With his wife's help, Ward got clean. But 19 days later he was shooting up again. This time, as the addiction hardened, he and a fellow user decided to feed their habits on the backs of others.

So there he was one day in 2013, standing in the sunlight on the patio of a home in Fishers, breaking out the glass next to an entry door and then rushing in, desperately looking for anything he could sell. This would become his life. Every day's goal was to find enough to first and foremost feed his habit. He was lying to his wife, falling behind on his bills and feeling ill half the time. Even he could tell, though lost in a drug haze, that things were spiraling out of control.

"Every day after I'd get high I'd tell myself I was going to get sober the next day," he said. "I'd tell myself, 'I can't do this any more. I have to find a way out. I have to confess to my wife.' But she said she would leave me if I kept doing it. I didn't know what to do. I didn't know how to get clean."

He ended up getting clean in a hurry, but only because police tied some of the stolen items he'd pawned to one of the burglaries. Then another. And then another. He was arrested in the summer of 2013.

A year and a half has since passed and it hasn't been pretty. He went through a nasty heroin withdrawal while in the county jail. He had divorce papers served to him while locked up. He stood before Judge Nation as a 10-year sentence was tossed at him. He's been in Putnamville since October and hasn't had a visitor. And, so, he spends his days looking for ways to fill the monotony of prison life. The good news is he is taking part in a clean-living program that, if completed, could lead to a modification of his sentence.

He dreams about the simple things: Getting a job on the outside, coming home after a long day and just watching some TV and grabbing a bite to eat. Maybe having someone to love again. And, he said, hopefully never again shooting heroin into his veins.

"I want to prove to everybody else that I can do it, yes, but I want to prove to myself that I can do this," he said. "I don't want to go down that path again."

That's the kind of thing just about everyone in prison says, of course. It's the kind of statement betrayed by high recidivism rates and the revolving door in prisons like the one in Putnamville. Judge Nation said it's a cold reality that "the odds are not in his favor."

But hopefully Ward at least means what he says. And while I can't possibly know what's going on in another person's mind, it seems clear that Ward is bright, friendly and willing to take full responsibility for his mistakes. He appears to be taking his recovery seriously and when he laughs at a story, apologizes for a mistake, or talks about his ex-wife it's easy to imagine how much better things could have turned out for him.
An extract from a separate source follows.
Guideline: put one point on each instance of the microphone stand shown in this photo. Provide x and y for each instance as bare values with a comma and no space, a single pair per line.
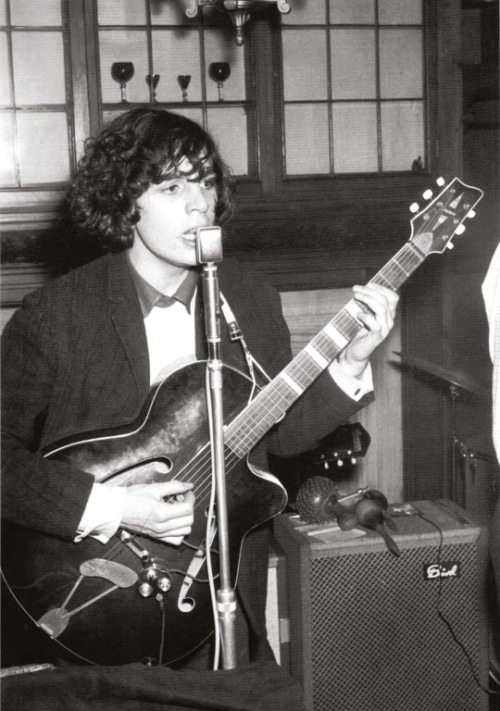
208,252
"I've asked," he said, "How come when things were going well for me, when I was married and had a good job, why would somebody turn to drugs? That's what we're working on in here. That's what I'm trying to figure out."

A few hours later, I was at the library in Downtown Carmel looking through old high school yearbooks. In one, I found a photograph of Ward standing on the sidelines during a 2004 football game. In another, he was smiling in his senior class photo. I came across a list of 2005 graduates and there he was, one of hundreds emerging from one of the state's top high schools, ready to take that first big step into adulthood.

A decade later, the story of the young man in those photos is a sad example of the many lives that have crumbled under the weight of heroin addiction in recent years. It's an addiction with consequences that Ward told me he wants to warn others about, particularly teenagers on the verge of making decisions that can shape their futures. Whatever choices Ward will make in his own future, it would indeed be nice if others could learn from his past.

"You don't want to go down the same path I did," he said. "You're playing Russian Roulette with your life. There's no good way out. It's either death or prison — those are the paths."